What component is BtPause? I would go and look at the code for the getter/setter on the Glyph property, what happens when set it to nil, and what happens when you read the property (which you are doing by passing as a parameter. I suspect the BtPause component is leaking bitmaps.

BtPause is a TMS TAdvToolButton. The Glyph setter contains a TBitmap.Assign operation. It also sets the disabled Glyph if it is not already set as part of the setter.

I’m clearing both Glyphs, setting the enabled one (which also ends up setting the disabled one), then I set the disabled one. Maybe on some systems there’s a race condition?

I might try only clearing each Glyph just before I set it again so that setting the enabled doesn’t affect the disabled one. The disabled one will be set after the enabled one (only) has been changed.

I might also keep track of the Glyph set required and only update them when actually required.

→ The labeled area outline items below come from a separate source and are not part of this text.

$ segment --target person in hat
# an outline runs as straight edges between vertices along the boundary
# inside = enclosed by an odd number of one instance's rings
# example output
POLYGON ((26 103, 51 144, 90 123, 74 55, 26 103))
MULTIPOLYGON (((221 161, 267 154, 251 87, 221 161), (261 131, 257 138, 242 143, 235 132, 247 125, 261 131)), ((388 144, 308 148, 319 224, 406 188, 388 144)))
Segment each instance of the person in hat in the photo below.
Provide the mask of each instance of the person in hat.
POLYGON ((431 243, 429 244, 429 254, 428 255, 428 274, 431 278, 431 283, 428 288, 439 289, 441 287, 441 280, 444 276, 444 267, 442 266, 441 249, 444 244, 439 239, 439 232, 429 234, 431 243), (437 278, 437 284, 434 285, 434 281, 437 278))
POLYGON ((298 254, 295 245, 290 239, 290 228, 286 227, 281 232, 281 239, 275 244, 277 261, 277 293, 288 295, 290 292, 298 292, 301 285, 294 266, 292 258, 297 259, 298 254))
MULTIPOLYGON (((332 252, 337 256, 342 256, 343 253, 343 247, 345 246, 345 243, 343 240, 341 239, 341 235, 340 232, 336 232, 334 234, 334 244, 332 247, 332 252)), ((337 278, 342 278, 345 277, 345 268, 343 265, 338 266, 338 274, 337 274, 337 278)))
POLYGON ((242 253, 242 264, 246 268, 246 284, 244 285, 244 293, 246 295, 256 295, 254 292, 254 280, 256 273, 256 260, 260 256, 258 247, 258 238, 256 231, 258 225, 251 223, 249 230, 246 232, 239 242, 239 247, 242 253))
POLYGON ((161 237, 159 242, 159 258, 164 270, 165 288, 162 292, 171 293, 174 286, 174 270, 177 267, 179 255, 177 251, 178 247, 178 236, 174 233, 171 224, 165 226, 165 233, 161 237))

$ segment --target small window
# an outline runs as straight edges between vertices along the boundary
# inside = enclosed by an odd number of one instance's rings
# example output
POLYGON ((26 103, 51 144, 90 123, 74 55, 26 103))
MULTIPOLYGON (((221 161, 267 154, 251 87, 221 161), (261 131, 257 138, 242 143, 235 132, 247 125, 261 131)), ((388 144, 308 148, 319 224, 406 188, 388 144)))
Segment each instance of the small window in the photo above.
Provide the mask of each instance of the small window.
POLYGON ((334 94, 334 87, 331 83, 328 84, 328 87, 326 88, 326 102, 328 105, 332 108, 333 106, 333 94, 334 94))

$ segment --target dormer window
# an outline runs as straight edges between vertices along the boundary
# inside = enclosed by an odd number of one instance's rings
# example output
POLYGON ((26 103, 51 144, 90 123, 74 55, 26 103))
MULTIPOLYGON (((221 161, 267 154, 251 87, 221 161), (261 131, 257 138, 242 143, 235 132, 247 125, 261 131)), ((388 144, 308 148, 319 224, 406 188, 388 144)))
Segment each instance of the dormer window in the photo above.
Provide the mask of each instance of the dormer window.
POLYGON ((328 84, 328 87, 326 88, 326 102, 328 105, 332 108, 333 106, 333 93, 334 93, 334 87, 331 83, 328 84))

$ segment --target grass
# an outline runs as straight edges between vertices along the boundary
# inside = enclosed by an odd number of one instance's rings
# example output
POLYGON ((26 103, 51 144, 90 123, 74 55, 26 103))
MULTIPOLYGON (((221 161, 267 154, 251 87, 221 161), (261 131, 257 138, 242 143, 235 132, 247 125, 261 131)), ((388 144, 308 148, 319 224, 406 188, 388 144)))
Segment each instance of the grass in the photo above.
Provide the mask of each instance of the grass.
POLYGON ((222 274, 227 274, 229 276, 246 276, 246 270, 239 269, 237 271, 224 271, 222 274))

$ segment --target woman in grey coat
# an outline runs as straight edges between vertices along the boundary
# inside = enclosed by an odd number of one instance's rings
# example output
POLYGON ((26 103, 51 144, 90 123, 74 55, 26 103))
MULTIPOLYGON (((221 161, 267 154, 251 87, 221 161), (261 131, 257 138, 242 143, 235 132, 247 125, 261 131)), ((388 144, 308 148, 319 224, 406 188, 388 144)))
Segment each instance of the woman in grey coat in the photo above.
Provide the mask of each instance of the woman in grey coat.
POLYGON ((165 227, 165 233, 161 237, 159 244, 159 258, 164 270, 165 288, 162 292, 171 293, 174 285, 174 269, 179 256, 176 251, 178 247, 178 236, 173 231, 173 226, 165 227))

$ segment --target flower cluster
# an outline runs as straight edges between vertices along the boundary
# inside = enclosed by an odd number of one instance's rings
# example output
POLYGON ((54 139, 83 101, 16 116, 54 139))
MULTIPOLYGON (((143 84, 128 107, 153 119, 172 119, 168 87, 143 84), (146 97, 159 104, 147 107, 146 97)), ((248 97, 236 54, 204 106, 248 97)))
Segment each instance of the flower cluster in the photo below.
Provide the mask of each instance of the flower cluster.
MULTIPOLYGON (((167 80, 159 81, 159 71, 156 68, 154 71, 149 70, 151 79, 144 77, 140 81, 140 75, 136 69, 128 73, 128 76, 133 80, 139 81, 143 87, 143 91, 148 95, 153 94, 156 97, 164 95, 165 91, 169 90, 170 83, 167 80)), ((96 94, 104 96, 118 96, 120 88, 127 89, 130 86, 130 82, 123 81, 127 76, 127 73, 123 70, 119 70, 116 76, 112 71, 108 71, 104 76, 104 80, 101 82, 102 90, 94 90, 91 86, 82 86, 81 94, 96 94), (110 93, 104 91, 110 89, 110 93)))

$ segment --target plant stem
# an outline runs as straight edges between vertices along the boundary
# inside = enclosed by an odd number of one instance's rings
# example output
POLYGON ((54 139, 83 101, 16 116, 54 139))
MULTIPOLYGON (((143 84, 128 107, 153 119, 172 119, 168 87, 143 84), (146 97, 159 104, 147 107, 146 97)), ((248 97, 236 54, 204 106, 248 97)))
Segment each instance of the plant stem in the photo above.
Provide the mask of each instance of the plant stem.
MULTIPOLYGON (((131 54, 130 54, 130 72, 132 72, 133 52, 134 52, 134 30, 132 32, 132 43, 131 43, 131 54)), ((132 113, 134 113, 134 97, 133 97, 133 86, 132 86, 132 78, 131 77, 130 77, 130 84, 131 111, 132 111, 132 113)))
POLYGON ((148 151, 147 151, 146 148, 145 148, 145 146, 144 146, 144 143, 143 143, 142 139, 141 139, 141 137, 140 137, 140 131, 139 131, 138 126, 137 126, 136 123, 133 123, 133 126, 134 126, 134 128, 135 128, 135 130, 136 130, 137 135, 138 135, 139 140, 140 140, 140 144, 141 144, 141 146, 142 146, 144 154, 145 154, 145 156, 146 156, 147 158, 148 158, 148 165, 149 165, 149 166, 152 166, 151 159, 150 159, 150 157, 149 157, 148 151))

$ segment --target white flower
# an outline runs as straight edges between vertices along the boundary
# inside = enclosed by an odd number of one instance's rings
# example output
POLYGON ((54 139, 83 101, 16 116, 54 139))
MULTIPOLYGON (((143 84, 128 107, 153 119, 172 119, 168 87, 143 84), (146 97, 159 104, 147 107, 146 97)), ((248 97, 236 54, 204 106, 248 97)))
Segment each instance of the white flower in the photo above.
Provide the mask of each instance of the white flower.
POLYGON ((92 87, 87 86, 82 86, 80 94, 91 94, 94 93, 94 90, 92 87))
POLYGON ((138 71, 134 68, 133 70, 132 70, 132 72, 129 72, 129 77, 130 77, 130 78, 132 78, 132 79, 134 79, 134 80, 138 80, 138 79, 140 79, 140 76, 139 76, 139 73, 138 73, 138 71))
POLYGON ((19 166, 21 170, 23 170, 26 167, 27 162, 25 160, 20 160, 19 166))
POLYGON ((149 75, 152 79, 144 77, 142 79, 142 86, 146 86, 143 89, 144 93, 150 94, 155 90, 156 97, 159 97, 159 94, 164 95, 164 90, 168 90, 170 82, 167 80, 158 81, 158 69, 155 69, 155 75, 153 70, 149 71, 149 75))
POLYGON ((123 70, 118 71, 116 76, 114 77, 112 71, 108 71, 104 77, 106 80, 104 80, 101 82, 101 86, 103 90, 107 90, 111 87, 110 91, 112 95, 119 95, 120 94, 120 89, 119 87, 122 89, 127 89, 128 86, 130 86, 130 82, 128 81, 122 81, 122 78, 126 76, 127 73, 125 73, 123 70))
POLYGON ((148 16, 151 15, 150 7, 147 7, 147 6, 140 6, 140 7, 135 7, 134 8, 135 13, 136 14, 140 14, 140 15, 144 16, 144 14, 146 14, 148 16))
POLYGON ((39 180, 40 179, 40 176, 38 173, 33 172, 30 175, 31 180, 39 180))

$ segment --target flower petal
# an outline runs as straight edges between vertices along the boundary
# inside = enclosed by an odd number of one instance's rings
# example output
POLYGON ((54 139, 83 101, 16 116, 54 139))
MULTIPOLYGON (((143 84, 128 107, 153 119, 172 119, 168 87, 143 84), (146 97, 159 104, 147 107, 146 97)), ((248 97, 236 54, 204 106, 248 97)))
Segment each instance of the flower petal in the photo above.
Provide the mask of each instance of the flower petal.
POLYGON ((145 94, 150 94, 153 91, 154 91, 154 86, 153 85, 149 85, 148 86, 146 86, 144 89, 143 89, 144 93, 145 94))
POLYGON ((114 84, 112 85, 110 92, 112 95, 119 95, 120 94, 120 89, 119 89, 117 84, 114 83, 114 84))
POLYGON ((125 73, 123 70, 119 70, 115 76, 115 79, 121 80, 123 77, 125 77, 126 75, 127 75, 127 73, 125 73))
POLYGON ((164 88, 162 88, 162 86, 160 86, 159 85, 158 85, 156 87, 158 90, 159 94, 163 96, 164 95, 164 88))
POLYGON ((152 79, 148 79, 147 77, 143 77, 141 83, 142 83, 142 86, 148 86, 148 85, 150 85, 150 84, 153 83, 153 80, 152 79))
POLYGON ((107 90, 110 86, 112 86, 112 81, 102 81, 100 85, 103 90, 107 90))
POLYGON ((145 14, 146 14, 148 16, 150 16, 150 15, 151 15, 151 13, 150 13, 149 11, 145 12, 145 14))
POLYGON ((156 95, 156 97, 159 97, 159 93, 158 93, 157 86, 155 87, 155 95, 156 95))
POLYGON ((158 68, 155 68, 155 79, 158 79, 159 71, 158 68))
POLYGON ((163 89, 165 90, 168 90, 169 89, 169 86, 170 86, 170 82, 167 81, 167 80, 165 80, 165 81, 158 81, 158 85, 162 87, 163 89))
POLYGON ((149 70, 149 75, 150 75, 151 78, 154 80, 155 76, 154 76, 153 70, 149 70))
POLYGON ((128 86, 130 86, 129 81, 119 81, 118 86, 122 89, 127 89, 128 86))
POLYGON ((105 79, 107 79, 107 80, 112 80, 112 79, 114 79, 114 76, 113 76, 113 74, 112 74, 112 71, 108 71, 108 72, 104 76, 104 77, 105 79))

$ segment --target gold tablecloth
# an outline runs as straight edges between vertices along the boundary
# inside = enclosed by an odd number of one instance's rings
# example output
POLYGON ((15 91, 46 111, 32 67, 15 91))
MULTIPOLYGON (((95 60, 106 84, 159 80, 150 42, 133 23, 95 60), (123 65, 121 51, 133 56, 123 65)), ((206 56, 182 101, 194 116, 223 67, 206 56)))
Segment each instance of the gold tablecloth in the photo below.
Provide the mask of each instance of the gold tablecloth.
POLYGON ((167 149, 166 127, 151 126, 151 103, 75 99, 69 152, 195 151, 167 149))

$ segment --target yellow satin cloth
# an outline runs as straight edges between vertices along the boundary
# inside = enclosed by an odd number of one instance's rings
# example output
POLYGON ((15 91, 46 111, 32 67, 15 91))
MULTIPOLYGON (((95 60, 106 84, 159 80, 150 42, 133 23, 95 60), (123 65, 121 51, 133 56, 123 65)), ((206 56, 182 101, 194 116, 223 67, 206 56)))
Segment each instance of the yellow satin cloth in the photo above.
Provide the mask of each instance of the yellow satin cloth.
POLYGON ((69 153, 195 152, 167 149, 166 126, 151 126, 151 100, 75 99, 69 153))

At present it would be assigning them every time the associated grid row selection changes.

Clearing or freeing?

Clearing might be leaving ‘something’ behind, hopefully you can easily work out if this is causing the issue.

By clearing I meant setting to nil. That seems to be the correct way to do it going by the numerous examples I’ve seen. There doesn’t seem to be any increase in memory or objects in my testing. I’ve changed the code to only update the Glyphs when required now so we’ll see if that solves the issue of some users getting exceptions.

I don’t have access to that component, but if you have the source (you should) - have a look at the glyphi getter/setter - it’s possible it’s leaking.